Reversible and Quantum Circuit Synthesis

Abstract

This thesis presents five major tools for the synthesis of reversible and quantum circuits.

Quantum computation has the ability to solve several important problems

significantly faster than its classical counterpart. Because of this promise, much research effort has been dedicated to discovering new quantum algorithms and technologies.

Quantum mechanics postulates that the time-evolution of quantum states is reversible. Thus, reversibility is a necessary condition for quantum computing. Hence, we propose an effective method and tool, called RMDDS, for synthesizing reversible circuits. Since the evolution of quantum states is determined by some primitive physical operations, quantum computers implemented in different physical systems have different cost. Therefore, we propose an optimized quantum gate library, called QGLVP, for various physical machine descriptions.
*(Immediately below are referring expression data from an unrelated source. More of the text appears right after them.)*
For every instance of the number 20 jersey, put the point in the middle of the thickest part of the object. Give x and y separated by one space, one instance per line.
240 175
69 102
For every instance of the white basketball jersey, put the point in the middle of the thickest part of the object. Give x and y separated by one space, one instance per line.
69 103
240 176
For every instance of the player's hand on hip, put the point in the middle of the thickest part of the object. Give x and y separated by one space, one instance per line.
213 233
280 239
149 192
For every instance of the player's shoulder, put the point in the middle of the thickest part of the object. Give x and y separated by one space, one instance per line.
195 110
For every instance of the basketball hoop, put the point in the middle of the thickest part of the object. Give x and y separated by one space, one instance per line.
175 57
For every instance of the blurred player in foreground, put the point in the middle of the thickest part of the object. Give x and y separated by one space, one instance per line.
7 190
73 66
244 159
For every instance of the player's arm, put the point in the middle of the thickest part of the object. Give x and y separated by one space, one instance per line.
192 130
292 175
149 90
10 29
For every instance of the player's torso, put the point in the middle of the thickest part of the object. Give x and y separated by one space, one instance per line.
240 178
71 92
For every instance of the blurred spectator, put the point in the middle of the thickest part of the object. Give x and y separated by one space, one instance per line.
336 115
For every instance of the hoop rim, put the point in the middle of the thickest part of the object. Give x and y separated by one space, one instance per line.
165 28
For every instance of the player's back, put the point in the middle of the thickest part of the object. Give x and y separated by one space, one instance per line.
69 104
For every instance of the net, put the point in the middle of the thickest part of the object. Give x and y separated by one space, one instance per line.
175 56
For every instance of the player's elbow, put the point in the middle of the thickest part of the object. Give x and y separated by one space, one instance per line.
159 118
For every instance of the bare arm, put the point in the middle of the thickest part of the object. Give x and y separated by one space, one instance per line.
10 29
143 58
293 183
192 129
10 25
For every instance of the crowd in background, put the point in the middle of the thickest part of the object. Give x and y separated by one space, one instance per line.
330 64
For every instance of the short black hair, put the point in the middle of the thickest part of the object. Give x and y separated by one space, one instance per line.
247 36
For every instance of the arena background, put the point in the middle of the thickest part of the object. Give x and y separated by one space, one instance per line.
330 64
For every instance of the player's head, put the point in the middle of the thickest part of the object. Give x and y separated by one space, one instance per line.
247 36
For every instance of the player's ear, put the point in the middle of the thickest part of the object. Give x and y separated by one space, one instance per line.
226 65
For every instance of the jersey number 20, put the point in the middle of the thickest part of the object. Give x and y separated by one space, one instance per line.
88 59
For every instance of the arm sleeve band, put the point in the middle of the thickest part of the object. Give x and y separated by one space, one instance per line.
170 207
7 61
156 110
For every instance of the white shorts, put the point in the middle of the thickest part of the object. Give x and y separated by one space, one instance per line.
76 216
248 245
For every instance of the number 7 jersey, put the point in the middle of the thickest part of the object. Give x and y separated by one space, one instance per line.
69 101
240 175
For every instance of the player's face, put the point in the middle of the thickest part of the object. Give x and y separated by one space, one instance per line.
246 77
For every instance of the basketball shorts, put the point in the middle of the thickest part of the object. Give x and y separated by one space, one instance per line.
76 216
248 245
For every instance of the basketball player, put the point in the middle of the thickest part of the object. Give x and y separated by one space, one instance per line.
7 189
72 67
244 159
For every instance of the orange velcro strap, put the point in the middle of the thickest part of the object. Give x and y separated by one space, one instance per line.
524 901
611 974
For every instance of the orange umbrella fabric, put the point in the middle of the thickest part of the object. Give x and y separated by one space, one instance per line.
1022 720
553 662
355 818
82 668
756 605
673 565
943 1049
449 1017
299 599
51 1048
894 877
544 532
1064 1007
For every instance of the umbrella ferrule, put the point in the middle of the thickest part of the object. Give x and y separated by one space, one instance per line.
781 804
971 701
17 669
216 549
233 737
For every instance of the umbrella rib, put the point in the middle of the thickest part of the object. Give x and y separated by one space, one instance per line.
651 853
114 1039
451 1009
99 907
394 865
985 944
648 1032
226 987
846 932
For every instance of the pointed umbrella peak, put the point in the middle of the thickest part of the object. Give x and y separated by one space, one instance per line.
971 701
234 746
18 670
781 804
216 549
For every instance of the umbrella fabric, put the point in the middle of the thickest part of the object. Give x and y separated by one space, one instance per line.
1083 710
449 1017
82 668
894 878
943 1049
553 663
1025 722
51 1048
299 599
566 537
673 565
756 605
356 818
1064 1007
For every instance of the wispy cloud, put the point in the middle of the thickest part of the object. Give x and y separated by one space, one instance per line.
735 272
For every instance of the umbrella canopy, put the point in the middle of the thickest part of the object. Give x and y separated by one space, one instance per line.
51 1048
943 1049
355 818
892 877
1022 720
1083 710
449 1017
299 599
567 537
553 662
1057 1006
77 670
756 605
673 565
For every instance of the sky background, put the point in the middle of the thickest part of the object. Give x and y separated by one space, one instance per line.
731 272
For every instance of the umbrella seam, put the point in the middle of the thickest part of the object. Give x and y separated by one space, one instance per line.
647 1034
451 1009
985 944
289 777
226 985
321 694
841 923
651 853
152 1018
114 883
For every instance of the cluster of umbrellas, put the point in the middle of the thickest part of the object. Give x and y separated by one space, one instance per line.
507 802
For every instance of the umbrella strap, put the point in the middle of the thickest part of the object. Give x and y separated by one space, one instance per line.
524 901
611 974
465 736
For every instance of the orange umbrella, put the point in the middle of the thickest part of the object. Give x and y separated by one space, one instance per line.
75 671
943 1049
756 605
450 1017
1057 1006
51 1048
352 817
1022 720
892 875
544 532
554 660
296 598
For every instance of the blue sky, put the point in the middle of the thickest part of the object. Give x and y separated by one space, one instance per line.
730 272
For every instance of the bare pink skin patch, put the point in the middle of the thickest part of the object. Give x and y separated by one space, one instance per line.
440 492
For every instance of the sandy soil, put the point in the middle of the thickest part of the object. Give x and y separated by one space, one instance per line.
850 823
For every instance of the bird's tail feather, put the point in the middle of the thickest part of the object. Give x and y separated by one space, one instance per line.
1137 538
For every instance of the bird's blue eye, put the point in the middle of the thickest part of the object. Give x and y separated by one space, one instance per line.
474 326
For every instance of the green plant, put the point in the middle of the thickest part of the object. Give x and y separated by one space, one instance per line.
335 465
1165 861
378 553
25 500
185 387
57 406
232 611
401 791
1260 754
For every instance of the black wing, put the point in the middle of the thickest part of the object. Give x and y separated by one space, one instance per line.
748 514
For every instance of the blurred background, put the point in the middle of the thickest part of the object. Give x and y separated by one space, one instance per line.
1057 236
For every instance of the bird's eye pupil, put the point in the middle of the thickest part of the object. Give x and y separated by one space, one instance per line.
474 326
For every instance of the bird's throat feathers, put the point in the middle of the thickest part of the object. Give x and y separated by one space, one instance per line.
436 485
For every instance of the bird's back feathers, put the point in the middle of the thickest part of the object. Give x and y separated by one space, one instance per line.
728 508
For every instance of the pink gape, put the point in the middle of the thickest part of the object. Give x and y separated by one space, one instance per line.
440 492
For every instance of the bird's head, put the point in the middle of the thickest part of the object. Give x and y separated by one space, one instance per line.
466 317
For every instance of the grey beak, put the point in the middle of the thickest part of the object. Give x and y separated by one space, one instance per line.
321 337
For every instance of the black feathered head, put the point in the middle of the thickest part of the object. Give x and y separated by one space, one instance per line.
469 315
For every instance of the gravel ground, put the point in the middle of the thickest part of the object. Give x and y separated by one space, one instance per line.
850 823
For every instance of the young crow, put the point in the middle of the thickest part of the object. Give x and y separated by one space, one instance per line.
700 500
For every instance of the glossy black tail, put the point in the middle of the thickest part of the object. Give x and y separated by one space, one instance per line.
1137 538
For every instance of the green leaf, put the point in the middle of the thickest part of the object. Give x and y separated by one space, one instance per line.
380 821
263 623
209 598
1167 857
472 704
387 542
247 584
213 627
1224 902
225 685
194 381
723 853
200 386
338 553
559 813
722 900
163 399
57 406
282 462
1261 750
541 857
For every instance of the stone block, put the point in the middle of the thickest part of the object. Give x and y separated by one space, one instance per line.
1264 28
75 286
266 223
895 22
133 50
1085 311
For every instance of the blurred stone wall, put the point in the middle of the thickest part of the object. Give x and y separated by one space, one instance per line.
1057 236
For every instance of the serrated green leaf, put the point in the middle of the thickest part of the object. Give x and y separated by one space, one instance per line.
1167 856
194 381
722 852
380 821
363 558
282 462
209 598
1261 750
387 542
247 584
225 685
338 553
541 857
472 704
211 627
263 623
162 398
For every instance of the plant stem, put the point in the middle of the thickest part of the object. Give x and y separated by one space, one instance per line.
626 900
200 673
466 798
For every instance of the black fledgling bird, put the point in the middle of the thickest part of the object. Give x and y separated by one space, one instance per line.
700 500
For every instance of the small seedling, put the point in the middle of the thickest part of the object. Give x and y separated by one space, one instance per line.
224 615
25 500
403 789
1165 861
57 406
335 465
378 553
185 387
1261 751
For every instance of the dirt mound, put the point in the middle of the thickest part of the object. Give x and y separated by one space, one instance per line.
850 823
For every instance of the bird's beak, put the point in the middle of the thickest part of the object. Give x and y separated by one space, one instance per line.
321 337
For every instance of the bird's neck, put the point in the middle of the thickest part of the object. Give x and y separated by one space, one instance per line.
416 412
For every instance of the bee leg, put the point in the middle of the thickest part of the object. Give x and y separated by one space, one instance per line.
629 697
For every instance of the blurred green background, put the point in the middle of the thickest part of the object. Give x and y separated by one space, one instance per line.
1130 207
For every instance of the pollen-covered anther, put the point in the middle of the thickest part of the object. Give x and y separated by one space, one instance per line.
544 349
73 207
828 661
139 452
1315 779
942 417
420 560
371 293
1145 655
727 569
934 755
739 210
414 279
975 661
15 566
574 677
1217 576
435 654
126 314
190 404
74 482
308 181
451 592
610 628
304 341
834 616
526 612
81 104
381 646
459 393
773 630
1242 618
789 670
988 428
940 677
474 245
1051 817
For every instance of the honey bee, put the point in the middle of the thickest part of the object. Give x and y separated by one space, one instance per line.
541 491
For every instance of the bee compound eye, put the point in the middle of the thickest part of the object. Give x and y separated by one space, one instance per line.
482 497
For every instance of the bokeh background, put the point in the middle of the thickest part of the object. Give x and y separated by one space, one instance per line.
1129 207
To enhance synthesis efficiency, we introduce QLib, a quantum module library, which contains scripts to generate quantum modules for many well-known quantum algorithms.

Since a quantum system inevitably interacts with the environment, this leads to error and consequent failure of computation. To address this problem, we propose FTQLS, a tool that synthesizes and optimizes fault-tolerant quantum circuits by using logic identity rules for various physical machine descriptions.

Finally, we present a tool, called PAQCS, for physical design-aware fault-tolerant quantum circuit synthesis. It effectively synthesizes quantum logic circuits into quantum physical circuits, targeting different physical machine descriptions and quantum error correction codes.